We attach the sole to the shoe and mark where it will be attached. Then we put tape along this line. The tape helps prevent the shoe from being scratched or dirtied above the sole. 

We sand the area where the sole will be attached so the glue holds tightly. This is called roughing.

Our colleague attaching thin protective tape to the shoe.

Matija puts tape around the shoe to prevent it from being scratched during the roughing process.

Our colleague standing at a machine, holding a shoe and sanding the edge where the sole will go.

Denis is roughing the shoe so the glue will hold tightly to it. 

Glueing: By using a press, the soles will hold fast. 

Have your shoes ever come unglued? We hate that. That’s why we glue these soles in a way that will simply now allow this to happen. 

We apply reliable glue to the coarsened surface and sole. We tested various types and ended up selecting ecological glue from Germany

We put the sole and shoe into an oven for a while. There, the glue warms up and activates. That’s why we don’t recommend drying your shoes on the radiator: the warmth could reheat the glue and make it unstick.

Our colleague putting a shoe and sole into the oven where the glue is activated.

Denis puts the shoe into the activation oven.
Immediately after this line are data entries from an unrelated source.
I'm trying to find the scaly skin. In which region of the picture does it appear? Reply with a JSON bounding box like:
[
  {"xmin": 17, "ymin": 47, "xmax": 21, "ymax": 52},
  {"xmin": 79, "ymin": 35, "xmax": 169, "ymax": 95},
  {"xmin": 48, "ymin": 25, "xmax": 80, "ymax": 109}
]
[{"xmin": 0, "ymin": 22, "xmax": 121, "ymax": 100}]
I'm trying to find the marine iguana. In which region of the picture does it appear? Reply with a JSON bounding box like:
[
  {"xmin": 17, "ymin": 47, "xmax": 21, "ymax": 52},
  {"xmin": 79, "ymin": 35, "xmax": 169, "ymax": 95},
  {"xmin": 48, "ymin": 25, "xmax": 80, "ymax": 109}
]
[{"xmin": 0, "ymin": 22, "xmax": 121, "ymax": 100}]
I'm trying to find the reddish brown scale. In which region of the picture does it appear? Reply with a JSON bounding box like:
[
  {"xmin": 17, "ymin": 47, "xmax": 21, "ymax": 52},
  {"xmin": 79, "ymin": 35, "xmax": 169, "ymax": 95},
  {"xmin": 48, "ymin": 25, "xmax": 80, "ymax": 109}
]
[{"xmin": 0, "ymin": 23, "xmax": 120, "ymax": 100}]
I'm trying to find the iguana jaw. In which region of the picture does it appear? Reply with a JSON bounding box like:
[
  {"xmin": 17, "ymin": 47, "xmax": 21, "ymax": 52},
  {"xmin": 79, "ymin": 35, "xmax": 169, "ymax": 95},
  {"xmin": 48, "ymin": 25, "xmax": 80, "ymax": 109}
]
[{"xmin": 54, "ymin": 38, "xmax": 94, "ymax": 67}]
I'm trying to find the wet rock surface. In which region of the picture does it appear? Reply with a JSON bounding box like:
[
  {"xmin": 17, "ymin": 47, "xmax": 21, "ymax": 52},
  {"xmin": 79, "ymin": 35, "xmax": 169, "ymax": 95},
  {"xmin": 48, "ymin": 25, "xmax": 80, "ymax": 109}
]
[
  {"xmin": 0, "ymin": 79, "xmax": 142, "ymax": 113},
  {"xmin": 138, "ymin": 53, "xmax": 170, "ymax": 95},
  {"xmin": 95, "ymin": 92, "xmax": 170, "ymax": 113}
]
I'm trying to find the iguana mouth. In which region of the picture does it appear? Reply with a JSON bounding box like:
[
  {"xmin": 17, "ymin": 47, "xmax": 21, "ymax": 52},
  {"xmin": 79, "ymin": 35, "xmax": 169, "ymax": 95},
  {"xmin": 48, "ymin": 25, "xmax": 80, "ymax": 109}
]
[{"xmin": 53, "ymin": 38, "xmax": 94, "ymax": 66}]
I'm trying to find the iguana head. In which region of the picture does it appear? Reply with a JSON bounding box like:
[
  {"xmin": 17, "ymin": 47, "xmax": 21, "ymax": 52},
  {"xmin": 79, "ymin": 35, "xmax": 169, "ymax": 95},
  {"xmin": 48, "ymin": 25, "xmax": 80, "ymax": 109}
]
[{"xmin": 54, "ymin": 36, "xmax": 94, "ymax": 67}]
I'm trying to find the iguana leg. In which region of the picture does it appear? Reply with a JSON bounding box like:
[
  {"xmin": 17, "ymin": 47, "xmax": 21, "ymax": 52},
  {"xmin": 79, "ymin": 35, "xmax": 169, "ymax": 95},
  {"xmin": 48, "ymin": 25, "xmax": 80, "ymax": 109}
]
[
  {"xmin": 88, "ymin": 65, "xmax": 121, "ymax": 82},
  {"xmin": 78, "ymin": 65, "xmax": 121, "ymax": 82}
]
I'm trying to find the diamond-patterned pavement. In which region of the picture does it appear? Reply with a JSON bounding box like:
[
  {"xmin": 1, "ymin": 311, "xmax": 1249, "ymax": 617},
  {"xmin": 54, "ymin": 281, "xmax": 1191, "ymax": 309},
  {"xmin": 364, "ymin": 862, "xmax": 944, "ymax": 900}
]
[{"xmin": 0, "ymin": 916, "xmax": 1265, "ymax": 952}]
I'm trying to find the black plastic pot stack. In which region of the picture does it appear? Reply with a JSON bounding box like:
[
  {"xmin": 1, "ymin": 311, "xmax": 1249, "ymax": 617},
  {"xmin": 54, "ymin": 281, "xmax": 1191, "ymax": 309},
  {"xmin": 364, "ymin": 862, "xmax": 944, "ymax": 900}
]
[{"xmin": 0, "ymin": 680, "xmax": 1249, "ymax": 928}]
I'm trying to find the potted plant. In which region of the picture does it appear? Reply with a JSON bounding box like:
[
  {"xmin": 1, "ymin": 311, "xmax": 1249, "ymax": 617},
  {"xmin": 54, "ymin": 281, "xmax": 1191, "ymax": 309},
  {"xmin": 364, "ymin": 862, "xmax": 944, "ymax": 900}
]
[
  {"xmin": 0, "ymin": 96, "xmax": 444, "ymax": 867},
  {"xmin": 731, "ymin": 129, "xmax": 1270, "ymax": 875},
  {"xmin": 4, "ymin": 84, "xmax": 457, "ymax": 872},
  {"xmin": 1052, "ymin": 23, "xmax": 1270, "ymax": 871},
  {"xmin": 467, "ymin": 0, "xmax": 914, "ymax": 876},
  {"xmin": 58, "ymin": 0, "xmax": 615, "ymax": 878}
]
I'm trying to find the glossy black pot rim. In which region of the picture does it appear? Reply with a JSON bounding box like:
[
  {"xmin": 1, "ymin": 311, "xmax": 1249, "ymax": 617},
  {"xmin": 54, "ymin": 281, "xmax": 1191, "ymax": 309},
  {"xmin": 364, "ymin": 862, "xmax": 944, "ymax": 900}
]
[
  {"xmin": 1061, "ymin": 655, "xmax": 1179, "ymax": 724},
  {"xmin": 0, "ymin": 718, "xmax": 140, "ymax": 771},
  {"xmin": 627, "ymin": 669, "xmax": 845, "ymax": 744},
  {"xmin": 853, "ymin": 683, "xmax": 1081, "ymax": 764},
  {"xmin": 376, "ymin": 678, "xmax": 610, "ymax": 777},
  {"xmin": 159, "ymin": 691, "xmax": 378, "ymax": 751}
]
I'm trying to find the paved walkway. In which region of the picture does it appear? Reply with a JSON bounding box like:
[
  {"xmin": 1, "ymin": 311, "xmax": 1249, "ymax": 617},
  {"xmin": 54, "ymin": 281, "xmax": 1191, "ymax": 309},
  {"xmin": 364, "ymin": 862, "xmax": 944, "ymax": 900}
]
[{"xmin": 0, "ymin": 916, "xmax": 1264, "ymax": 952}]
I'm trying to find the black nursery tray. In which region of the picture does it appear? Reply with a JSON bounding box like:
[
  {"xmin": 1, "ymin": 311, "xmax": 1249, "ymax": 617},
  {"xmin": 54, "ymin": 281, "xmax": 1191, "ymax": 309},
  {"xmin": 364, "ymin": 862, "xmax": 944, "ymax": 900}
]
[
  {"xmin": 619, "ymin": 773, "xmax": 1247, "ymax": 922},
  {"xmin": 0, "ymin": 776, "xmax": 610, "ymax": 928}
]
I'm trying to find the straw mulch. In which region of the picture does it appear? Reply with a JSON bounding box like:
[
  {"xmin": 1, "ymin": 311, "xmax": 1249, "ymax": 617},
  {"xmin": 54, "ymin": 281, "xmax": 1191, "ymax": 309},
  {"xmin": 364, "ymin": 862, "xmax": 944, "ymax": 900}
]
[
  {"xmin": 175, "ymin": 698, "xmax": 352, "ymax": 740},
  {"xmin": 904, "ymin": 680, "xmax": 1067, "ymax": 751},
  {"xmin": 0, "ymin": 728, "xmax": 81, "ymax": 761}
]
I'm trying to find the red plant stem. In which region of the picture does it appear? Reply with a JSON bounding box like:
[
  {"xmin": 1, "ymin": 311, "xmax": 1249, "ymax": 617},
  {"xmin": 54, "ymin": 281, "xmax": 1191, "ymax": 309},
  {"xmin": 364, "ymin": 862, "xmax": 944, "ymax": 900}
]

It’s a bit of a science to correctly activate the glue. Each glue and each material requires a different temperature and duration in the oven. 

Then we glue the sole onto the shoe and compress the two parts together with a special press. We had it custom made, because it makes sure the sole holds tight. For good.

Our colleague attaching the sole to the upper material of the shoe.

We glue the sole to the shoe and press the two parts together with a press.

Hooray, we have a shoe!

The Pura sneakers are done! But wait – there’s one more thing before we ship them off to you. 

  • We check to make sure they’re flawless. Only perfect shoes can be sent to you. 
  • We put an insole inside. 

We put only a thin insole into the Pura sneakers, because the sole takes care of softening impacts. 

We have two types of insoles for the other models: Barefoot for enthusiasts of barefoot walking and Comfort for those of you who like stepping down softly. 

We lace up the sneakers nicely and add our label. Then they’re read to be shipped to you and they’re looking forward to meeting their new owners. 

Are you looking forward to them too?